First, Hazel alleges the violation of a clearly established right-that Defendants denied him adequate medical care, which resulted in him contracting Covid-19. See Estelle v. Gamble, 429 U.S. 97 (1976) (holding that the Eighth Amendment creates a constitutional obligation on the part of the government to provide prisoners adequate medical care). Second, a reasonable official would know that a denial of adequate medical treatment violates a plaintiff's Eighth Amendment rights, as the law was clearly established at the time period in question in this case. See id. at 103-05; see also Jackson v. McIntosh, 90 F.3d 332 (9th Cir. 1996). Accordingly, the Court recommends Defendants' motion to dismiss based on qualified immunity be denied.
IV. CONCLUSION
For good cause appearing and for the reasons stated above, the Court recommends that Defendants' motion to dismiss, (ECF No. 33), be granted in part and denied in part.
The parties are advised:
1. Pursuant to 28 U.S.C. § 636(b)(1)(c) and Rule IB 3-2 of the Local Rules of Practice, the parties may file specific written objections to this Report and Recommendation within fourteen days of receipt. These objections should be entitled “Objections to Magistrate Judge's Report and Recommendation” and should be accompanied by points and authorities for consideration by the District Court.

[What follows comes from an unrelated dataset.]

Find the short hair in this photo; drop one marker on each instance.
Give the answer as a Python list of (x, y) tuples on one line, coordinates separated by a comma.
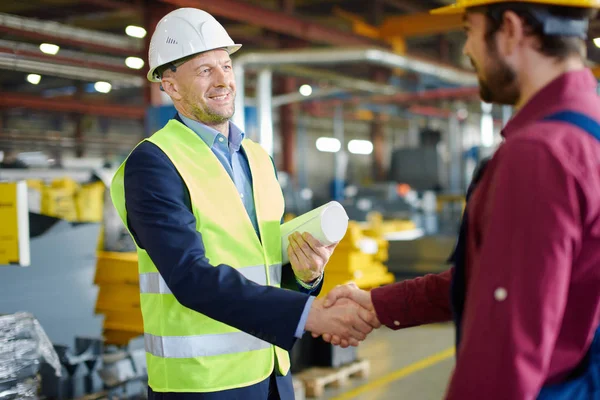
[(555, 46)]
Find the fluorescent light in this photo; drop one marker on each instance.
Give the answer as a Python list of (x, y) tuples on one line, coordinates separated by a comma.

2. This Report and Recommendation is not an appealable order and any notice of appeal pursuant to Fed. R. App. P. 4(a)(1) should not be filed until entry of the District Court's judgment.
V. RECOMMENDATION
IT IS THEREFORE RECOMMENDED that Defendants' motion to dismiss, (ECF No. 33), be GRANTED in part and DENIED in part as follows:
1. Defendants' motion to dismiss Hazel's claims for injunctive relief should be GRANTED; and
2. Defendants' motion to dismiss based on failure to state a claim and qualified immunity should be DENIED without prejudice.